Technological risks. There is a risk of system malfunctioning or threats from hackers. Just like every electronic file system, this will be a risk for which the government should provide technological support and protection. Additionally, there are many technological security firms that can help the government and mobile wallet providers. These firms have helped big commercial and investment banks on their security for decades. While this is a risk, it is an inherent risk that all banks, government, and ordinary people face as the world becomes more connected.
Behavioral change. Lastly, it can be tough to change people’s behavior. For someone to change from using cash to credit card, and from credit card to a mobile app is challenging. But with the current trend, people are willing to try new things as long as it makes their lives easier. It will be very important that the mobile wallet company creates a user interface that is easy to use to ensure an easy adability. Also, the government can introduce nudges such as charging a small tax (i.e. 0.5 percent) for using cash. For instance, a minimal cash tax, in addition to the bank fee, would apply to ATM cash withdrawals, similar to how cities like Washington, D.C., charge for bags at grocery stores.
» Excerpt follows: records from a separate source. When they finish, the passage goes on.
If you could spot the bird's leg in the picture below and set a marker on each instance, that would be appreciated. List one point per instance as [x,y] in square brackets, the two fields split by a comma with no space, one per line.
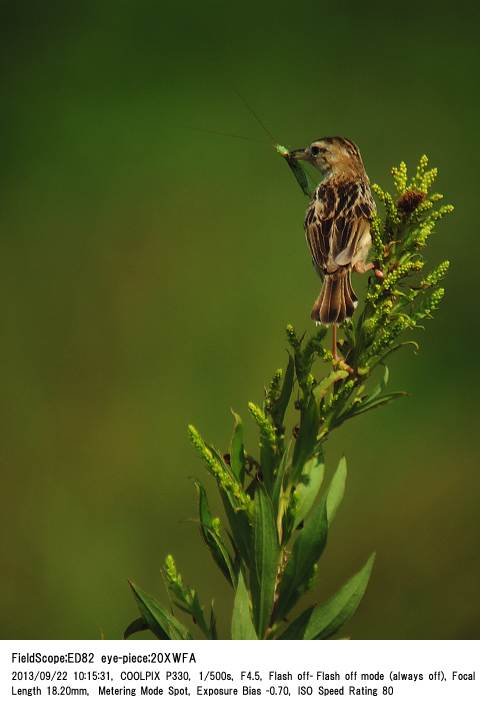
[334,342]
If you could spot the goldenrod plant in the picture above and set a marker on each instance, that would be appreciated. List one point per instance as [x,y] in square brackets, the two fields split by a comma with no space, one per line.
[279,503]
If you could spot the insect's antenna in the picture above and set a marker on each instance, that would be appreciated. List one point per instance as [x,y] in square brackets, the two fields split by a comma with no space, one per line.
[254,114]
[226,135]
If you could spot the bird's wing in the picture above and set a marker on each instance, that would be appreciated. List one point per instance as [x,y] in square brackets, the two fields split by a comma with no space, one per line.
[336,219]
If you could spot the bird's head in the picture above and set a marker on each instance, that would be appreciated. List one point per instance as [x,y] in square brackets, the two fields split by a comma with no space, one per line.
[331,156]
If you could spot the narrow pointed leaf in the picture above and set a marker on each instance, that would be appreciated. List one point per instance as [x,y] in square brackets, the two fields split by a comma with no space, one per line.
[296,629]
[307,436]
[309,486]
[336,489]
[211,537]
[242,624]
[265,561]
[280,406]
[307,549]
[136,626]
[237,451]
[162,624]
[329,617]
[322,388]
[213,624]
[240,528]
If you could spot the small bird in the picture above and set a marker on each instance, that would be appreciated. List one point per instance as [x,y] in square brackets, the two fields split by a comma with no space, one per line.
[337,225]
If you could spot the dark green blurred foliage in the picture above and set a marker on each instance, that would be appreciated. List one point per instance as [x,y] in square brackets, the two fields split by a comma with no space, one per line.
[142,259]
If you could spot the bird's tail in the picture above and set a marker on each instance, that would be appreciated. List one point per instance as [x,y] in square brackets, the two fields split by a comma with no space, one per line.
[337,300]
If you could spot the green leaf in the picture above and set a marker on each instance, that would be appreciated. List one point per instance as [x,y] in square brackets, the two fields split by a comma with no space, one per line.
[307,549]
[242,624]
[336,489]
[335,376]
[279,477]
[265,562]
[239,526]
[358,408]
[302,177]
[136,626]
[307,436]
[307,490]
[329,617]
[211,537]
[374,403]
[280,406]
[237,451]
[213,624]
[162,624]
[296,629]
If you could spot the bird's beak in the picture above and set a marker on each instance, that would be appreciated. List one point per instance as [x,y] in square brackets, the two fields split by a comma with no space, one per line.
[301,154]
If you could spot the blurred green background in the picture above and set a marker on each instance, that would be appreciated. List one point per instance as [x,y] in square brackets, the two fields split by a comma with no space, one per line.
[147,272]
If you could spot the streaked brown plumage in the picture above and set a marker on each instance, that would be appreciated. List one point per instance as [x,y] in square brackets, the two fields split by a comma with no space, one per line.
[337,224]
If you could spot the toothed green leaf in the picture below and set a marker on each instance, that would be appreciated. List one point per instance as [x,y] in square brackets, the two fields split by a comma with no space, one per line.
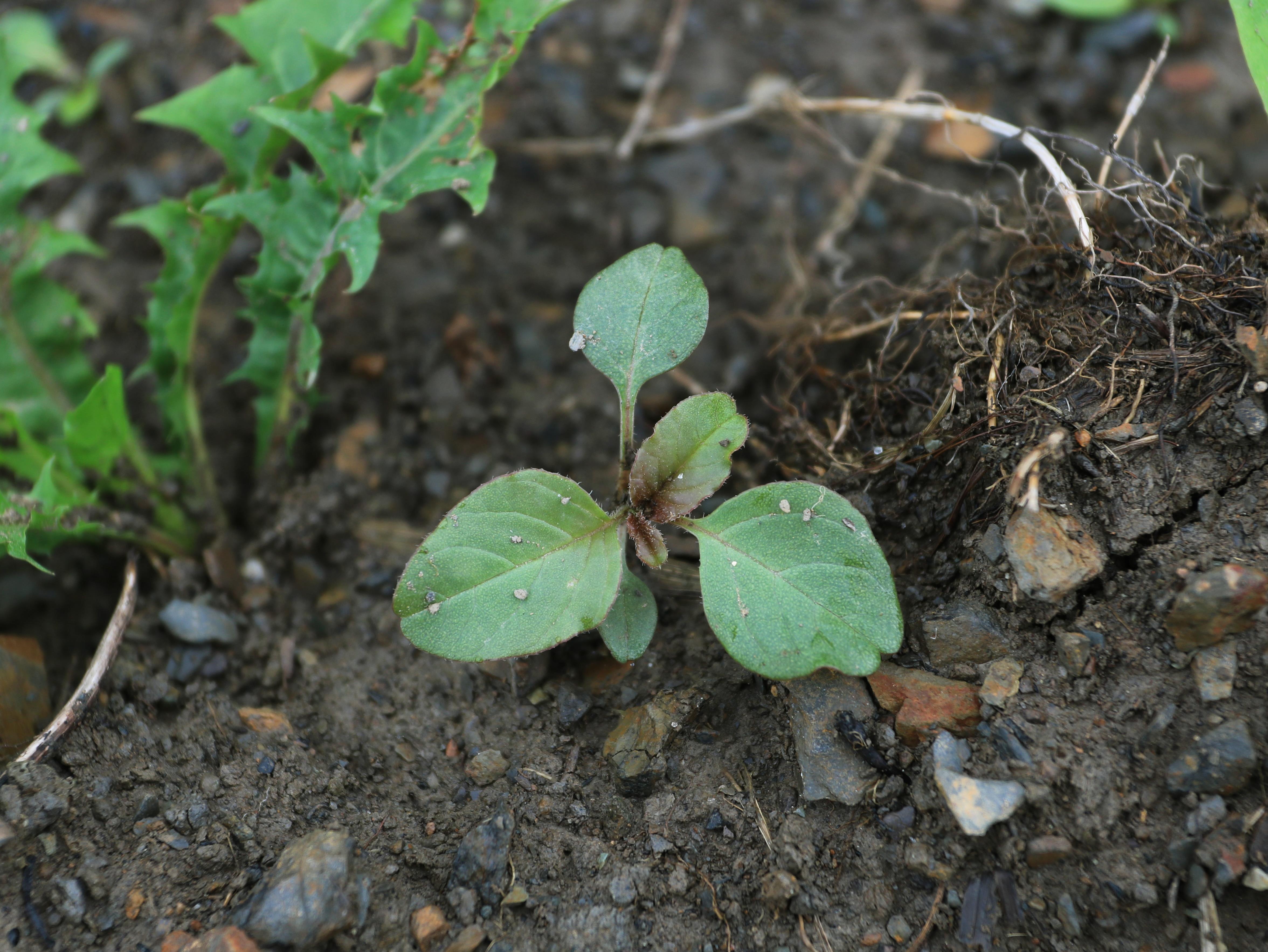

In conclusion, as the world evolves and as the mobile penetration rate increases, the demand for mobile wallet applications will increase. Creating a friendly policy environment for the mobile wallet industry would help the government save on money printing costs, reduce cash-associated crime rate, and raise more tax revenue from the informal economy.
Pitichoke Chulapamornsri is a Master in Public Policy student at the Harvard Kennedy School. Prior to school, he was an analyst at Goldman Sachs in the Private Equity Group. At the Kennedy School, he serves as the president of the Student Government and as a Teaching Fellow for the Entrepreneurial Finance class. He is a two-time VIP member of the Harvard Innovation Lab incubator program. He is also an organizer of the 2016 MIT FinTech conference. Originally from Thailand, Pitichoke aspires to pursue a career in social entrepreneurship, in which he would like to solve public problems with private solutions.
Acknowledgement: I would like to show my gratitude to Professor Cass Sunstein (Robert Walmsley University Professor at the Harvard Law School) and Peter Sands (Senior Fellow at the Harvard Kennedy School) for sharing their pearls of wisdom with me during the course of this research.